In this course lecture; section 5.1, single-source shortest path (SSSP) is formulated as the following linear program (LP):

\begin{align} \max &\sum d_u \\ \text{subject to} & \\ d_v &\le d_u + l_{uv} \quad \forall (u,v) \in E \\ d_s &= 0 \end{align}

The comment on the objective function is as follows (emphasis added):

The variables $d_u$ represent the distances from $s$ to each vertex $u$. Maximizing the sum of the $d_u$ is done by maximizing each one individually, since increasing any single $d_u$ never forces us to decrease some other $d_v$.

I can get its basic idea. However, how to argue that $(\max d_u \;\forall u \in V)$ is equivalent to $(\max \sum d_u)$ more rigorously? Specifically, why is that "increasing any single $d_u$ never forces us to decrease some other $d_v$"?

Answer 1

Any optimal solution to the problem must satisfy $$ d_v = \min_{u\colon (u,v) \in E} (d_u + \ell_{uv}), $$ as well as $d_s = 0$, of course.
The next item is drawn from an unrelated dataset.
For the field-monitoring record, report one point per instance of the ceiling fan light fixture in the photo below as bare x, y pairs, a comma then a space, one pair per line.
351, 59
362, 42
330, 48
Assuming the graph is connected, you can prove by induction on the length (number of edges) of a shortest path from $s$ to $v$ that $d_v$ is at most the distance from $s$ to $v$, which we denote by $d^*_v$. In particular, the optimal value is at most $\sum_v d^*_v$.

On the other hand, it is not hard to check that $d_v = d^*_v$ (for all $v$) itself is a feasible solution, showing that the optimal value is exactly $\sum_v d^*_v$, and it is achieved only when $d_v = d^*_v$ for all $v$.

Answer 2

The claim that "increasing any single $d_u$ never forces us to decrease some other $d_v$" can be seen from the constraint $d_v \leq d_u + l_{uv}$. Here, increasing $d_u$ will not cause a violation in this particular constraint, while increasing $d_v$ would require $d_u$ to increase (not decrease) in order to keep the constraint true.

Now for the "maximizing each one individually" part, recall that the single source single destination shortest paths problem is solved by having the above linear program maximizing a single $d_u$ instead of the sum. From the claim in the paragraph above, we see that maximizing the sum results in a solution for which it is impossible to improve any individual $d_u$ (if it were, then since we need not decrease anything, it would be guaranteed to contradict our initial assumption of having already maximized the sum).

Hence maximizing the sum gives a solution for which each individual $d_u$ has the same value as if it were individually maximized in the single-pair case, and thus maximizing the sum optimally solves the single-source all destination problem.